You don’t have to do things the traditional way. You can create your way of doing things. With TBI, you have to if you want to recover.
We are conditioned to speak and write in a grammatically correct way. It’s supposed to make communication better. However, it restricts communication to anyone who can speak the “King’s language.”
Patients with limited communication skills for a variety of reasons, including medical, are often not heard. Culture, along with illness, affects how a patient communicates. It takes patience to listen to people who are culturally different and ill. Healthcare is designed, so most doctors don’t have the time to listen to patients. In my case, they did not care, and most did not believe me.
I was in that mindset when I started my 30-day writing challenge to write about my experience as a patient in Massachusetts and New Hampshire. By sharing my story about the pervasive way in which healthcare is broken to the point of doing more harm than good in high-risk groups, I hope others will too. Together we can get reparations for damages done and shine a light on a healthcare system that creates health disparities.
Just because a symptom for a particular illness or an adverse reaction is not in the medical books does not negate its existence. For me, medications didn’t work as expected and often were associated with side effects that doctors would dismiss.
I told the sleep specialist, a Massachusetts General Hospital (MGH) physician, I had palpitations on Vyvanse and Provigil, and he did nothing. HE CONTINUED THE MEDICATIONS after I passed out and hit my head, fracturing and dislocating my jaw. Two months later, I had a hypertensive crisis with a stroke– right-sided weakness and aphasia.
The doctors at Southern NH Regional Medical Center, where I went for evaluation, took the precaution of getting a neurology consult. But ordered a psychiatric assessment despite a BP of over 200 /120 on admission because they did not believe me or the physical exam. The psychologist threatened me. I had an undiagnosed concussion and new-onset HTN, and the psychologist wanted to put me in a mental institution for abnormal behavior. Essentially, the internist/hospitalist who admitted me medically cleared me for psyche admission.
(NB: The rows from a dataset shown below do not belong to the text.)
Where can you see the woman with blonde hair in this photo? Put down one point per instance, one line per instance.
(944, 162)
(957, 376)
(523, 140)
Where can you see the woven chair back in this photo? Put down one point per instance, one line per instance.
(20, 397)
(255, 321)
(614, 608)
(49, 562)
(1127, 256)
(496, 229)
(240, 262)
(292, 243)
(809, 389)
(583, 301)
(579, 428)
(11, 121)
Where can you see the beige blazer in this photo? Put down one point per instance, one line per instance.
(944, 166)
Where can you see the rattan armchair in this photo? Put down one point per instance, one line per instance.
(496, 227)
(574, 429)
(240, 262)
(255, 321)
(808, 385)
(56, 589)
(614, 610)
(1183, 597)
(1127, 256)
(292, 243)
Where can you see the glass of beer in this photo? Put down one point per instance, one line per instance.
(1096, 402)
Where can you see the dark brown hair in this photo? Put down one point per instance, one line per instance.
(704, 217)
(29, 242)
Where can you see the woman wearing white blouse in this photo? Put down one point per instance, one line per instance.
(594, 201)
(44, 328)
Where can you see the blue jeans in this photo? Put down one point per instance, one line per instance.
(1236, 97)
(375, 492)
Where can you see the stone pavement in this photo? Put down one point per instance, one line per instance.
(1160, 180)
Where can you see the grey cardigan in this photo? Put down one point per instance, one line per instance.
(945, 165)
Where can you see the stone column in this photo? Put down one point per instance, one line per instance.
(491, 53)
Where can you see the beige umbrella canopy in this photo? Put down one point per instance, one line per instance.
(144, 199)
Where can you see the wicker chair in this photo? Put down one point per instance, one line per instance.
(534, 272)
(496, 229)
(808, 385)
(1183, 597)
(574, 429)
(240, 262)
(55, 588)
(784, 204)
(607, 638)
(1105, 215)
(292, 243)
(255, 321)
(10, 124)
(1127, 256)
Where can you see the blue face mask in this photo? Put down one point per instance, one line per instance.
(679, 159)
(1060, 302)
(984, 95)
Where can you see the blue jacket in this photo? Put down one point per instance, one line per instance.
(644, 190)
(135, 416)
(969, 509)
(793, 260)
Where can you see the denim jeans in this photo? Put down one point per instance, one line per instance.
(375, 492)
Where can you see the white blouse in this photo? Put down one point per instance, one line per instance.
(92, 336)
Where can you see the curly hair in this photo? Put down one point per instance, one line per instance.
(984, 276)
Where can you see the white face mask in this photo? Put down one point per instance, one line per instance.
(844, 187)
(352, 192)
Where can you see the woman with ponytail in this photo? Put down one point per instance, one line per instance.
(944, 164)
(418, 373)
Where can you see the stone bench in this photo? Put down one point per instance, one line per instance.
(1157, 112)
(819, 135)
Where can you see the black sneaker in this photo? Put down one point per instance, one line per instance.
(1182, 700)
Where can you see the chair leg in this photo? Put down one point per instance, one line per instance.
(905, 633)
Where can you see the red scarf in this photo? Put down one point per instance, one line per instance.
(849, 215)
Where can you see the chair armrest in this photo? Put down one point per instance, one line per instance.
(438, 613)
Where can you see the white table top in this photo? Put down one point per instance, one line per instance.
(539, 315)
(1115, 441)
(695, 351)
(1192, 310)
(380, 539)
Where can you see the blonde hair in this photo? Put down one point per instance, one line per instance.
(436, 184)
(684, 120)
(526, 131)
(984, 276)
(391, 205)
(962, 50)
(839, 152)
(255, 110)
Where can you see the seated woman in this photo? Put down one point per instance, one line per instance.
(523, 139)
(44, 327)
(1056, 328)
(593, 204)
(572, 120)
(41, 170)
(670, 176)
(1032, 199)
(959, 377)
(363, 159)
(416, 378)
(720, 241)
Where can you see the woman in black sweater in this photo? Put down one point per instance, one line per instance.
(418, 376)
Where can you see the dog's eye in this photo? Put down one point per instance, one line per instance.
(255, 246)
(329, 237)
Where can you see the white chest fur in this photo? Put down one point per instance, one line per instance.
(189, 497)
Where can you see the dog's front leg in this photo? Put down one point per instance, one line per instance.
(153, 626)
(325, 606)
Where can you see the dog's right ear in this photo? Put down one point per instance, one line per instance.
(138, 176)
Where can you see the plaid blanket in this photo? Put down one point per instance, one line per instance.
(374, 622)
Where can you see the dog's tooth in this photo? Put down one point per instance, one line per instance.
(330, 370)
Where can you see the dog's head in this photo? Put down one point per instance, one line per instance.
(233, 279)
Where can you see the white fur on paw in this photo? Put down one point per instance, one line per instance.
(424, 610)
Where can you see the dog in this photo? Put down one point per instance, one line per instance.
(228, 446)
During that hospitalization for a stroke, they stripped me of my dignity. I was forced to undress in front of a security guard and an audience as if I was property.
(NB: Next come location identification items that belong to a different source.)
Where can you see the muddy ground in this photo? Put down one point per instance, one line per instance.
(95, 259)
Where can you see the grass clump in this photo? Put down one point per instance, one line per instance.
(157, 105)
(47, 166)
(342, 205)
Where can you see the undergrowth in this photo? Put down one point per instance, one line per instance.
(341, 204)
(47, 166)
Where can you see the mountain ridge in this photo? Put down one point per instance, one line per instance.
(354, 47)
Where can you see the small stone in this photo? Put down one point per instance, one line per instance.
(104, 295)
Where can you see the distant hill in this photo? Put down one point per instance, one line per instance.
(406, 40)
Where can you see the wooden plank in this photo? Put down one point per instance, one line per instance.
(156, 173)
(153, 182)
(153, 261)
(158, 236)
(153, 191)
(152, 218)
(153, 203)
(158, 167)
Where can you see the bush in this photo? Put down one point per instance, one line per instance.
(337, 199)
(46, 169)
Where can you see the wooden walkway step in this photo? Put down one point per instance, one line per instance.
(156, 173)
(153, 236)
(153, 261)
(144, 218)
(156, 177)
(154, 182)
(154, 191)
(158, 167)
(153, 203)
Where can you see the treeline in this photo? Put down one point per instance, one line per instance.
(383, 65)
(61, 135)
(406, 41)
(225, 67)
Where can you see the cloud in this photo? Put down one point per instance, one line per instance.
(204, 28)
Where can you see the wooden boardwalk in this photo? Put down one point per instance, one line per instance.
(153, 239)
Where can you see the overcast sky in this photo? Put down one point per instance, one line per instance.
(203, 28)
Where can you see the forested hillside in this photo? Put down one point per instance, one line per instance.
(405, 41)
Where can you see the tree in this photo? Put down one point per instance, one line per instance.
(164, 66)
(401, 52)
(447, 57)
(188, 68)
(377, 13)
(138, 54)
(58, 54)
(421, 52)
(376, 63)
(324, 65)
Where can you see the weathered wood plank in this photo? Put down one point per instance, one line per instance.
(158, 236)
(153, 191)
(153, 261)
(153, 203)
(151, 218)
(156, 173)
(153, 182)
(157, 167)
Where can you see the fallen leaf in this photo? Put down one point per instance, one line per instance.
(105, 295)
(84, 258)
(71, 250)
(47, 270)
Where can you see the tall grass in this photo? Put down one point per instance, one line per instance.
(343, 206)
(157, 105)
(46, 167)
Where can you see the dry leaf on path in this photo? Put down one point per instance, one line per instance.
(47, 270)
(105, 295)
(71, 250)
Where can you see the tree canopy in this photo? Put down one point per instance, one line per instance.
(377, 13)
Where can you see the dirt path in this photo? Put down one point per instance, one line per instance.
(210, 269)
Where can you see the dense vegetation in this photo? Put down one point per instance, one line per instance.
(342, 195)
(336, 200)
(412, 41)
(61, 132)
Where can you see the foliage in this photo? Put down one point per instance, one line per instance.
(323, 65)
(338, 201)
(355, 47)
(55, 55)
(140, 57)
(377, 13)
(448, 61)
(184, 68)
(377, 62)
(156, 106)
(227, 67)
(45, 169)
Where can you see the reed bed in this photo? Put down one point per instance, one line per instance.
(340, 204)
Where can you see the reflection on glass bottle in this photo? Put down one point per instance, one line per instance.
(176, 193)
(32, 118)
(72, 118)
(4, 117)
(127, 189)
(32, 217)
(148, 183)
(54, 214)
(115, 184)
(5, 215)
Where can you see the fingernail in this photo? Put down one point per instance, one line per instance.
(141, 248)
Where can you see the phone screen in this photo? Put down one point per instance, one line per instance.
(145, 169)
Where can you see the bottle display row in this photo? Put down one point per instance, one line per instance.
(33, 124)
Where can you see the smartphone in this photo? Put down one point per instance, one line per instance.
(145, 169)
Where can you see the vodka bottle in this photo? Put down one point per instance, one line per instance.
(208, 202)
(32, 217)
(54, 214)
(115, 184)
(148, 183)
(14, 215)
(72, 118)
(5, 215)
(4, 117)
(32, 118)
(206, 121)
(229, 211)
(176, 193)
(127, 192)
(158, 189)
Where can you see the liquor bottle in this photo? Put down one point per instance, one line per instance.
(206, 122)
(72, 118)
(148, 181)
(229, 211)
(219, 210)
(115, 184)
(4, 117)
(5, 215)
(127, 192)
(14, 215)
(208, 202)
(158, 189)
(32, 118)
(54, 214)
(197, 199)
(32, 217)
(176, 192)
The psychologist or therapist then proceeded to ask inappropriate questions about my personal life. None of his questions assessed my judgment or risk of harm. He wanted to know about me. It was almost like his personal need to know.
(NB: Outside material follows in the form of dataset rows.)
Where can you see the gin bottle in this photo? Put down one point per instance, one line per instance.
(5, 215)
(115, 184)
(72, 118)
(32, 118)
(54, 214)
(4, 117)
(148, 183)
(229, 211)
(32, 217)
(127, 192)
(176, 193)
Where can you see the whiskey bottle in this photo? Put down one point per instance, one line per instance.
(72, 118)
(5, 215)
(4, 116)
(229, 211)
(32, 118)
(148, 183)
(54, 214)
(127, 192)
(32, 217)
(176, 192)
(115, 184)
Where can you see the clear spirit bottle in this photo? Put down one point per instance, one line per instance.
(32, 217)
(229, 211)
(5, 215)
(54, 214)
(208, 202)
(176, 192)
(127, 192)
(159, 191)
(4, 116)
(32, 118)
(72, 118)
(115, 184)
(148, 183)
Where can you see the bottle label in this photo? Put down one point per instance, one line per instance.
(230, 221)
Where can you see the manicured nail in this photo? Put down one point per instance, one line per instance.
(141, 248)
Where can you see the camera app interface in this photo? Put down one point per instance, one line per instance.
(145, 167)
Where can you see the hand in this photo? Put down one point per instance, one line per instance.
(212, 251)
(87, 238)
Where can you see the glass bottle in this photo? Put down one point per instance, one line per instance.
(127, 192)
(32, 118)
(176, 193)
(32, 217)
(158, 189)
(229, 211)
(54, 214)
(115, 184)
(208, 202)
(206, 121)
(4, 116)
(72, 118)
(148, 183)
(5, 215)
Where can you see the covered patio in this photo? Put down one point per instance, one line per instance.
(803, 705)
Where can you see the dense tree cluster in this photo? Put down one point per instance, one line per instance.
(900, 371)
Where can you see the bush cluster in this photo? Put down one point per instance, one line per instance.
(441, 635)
I complained to the hospital administrators at Southern NH Medical Center without avail and even sent a letter to the board of medicine in NH regarding the psychologist. They thought it was appropriate for him to threaten me with institutionalization when I just had a stroke. What if they had institutionalized me? My problem was not psychiatric, but they were determined to make it so. If they had succeeded, I would not be alive today.
I am a medical doctor who was dismissed and abused by the medical staff and administrators at Tufts Medical Center and Southern NH Medical Center, where I once worked. If they could boldly not believe me and do harm without care or fear, can you imagine what they do to other patients with no knowledge of medicine?